Accuracy may be affected by the types of network measures utilized, and the criteria for quantifying connections. Functional connectivity networks have both positive and negative values as a result of pairwise correlations of time-series. The interpretation of negative connections is not yet completely understood, despite efforts to jointly analyze negative and positive connections (Deco et al., 2014; Goñi et al., 2014; Rubinov and Sporns, 2011). While thresholding the network is a plausible approach, it has been noted that most network metrics are very sensitive to doing so (Rubinov and Sporns, 2010). For instance, nodal degree or total degree decreases when a high percentage of connections are dropped. The clustering coefficient, small-worldness, global efficiency also changes accordingly. For this reason, we tested nodal betweenness centrality of the resting state functional networks, which turned out to be relatively unaffected by thresholding to compare the schizophrenic subjects (SZ) and non-psychiatric controls (NC).

Betweenness centrality (BC) is a network centrality measure that quantifies the influence of a node in connecting other nodes in a network (Freeman, 1977). It represents the fraction of all shortest paths in the network that pass through a given node (Rubinov and Sporns, 2010). The nodes with the highest BC are usually known as highly central or hubs (Buckner et al., 2009)(although other definitions of centrality exist). Previous studies have reported a reduction of betweenness centrality for frontal hubs in structural networks of schizophrenia patients (van den Heuvel et al., 2010). Because abnormal topological organizations of structural and functional brain networks have been reported for schizophrenia (van den Heuvel et al., 2013; Zhang et al., 2012), we hypothesized that there is a change of the nodal betweenness centrality in the magnitude and order (rank) that could be strongly associated with SZ and hence a key feature for our machine learning approach. Furthermore, the differences in BC are likely to be more substantial for the hubs (Rubinov and Bullmore, 2013). In order to better assess these changes, a collective analysis of an extensive set of nodes is desirable.

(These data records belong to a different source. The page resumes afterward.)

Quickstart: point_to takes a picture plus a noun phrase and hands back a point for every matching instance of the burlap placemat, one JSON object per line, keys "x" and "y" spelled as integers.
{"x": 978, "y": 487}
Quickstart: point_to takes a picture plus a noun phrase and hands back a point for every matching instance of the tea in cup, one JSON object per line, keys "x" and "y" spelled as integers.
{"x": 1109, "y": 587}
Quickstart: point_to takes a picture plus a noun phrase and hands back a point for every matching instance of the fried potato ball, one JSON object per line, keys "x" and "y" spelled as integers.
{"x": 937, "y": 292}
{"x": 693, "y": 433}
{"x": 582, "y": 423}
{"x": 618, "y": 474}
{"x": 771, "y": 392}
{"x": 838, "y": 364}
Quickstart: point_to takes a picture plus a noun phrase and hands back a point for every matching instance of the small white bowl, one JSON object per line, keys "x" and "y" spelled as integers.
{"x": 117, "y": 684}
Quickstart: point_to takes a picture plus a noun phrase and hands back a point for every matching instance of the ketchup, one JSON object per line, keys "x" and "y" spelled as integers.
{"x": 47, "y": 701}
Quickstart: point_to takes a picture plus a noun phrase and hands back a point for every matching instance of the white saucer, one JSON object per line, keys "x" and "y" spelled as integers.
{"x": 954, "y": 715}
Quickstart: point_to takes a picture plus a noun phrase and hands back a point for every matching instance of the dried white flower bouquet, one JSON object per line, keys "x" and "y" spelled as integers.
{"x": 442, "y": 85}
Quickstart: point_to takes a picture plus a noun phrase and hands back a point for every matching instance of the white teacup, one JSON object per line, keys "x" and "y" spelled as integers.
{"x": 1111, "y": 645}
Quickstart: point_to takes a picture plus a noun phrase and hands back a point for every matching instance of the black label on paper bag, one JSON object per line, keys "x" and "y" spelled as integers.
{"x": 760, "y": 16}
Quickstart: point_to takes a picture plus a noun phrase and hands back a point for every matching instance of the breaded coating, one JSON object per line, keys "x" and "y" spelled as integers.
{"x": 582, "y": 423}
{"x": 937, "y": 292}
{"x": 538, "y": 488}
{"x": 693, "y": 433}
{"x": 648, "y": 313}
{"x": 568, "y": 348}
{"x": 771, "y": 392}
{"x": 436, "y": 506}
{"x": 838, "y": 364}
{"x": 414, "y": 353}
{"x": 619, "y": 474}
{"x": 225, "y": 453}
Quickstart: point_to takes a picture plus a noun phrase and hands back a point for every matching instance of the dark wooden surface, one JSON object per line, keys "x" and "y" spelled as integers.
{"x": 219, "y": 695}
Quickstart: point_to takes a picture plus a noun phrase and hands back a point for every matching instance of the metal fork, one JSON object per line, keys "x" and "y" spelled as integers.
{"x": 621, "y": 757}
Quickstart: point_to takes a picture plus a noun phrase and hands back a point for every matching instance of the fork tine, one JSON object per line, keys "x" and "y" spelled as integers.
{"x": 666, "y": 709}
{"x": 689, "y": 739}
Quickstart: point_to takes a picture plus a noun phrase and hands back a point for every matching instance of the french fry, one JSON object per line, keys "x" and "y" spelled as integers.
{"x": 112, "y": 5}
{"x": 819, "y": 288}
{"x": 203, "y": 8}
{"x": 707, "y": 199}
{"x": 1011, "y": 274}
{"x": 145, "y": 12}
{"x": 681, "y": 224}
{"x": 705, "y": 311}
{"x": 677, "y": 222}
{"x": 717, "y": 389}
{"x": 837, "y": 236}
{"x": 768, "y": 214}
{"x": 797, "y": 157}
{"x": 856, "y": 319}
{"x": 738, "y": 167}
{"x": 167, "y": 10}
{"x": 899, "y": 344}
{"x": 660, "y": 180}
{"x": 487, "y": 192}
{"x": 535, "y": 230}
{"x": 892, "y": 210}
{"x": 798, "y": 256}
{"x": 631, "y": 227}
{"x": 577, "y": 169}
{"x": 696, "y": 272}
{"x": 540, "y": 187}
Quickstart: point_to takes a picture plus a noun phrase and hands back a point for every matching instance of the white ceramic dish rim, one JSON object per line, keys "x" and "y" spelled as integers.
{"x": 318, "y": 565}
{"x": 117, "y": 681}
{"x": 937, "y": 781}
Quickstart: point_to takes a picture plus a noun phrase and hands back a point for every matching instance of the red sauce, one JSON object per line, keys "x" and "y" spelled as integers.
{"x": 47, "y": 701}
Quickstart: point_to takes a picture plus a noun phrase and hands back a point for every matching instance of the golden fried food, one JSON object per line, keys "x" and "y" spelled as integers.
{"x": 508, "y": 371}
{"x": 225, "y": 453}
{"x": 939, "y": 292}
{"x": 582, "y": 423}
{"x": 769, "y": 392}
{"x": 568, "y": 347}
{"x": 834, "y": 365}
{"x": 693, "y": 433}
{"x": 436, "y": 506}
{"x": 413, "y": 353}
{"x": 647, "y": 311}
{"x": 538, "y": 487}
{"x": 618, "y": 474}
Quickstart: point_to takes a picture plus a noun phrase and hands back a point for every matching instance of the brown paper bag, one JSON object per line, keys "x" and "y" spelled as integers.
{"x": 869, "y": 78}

Based on this rationale, we employed a linear support vector machine (SVM) algorithm using nodal betweenness centrality as the feature space. The aim of this study was to test whether SVM could differentiate schizophrenia based on prior information of BC for a set of SZ and NC subjects. SVM is an unsupervised machine learning algorithm that has been widely used in classification and regression analysis. It has been successfully applied in neuroscience for multivoxel pattern analysis and differentiating different brain states (Cox and Savoy, 2003). By selecting highly discriminative feature set from all functional connectivity between 116 brain regions, SVM was able to discriminate schizophrenia from non-psychiatric controls with a high accuracy (Shen et al., 2010).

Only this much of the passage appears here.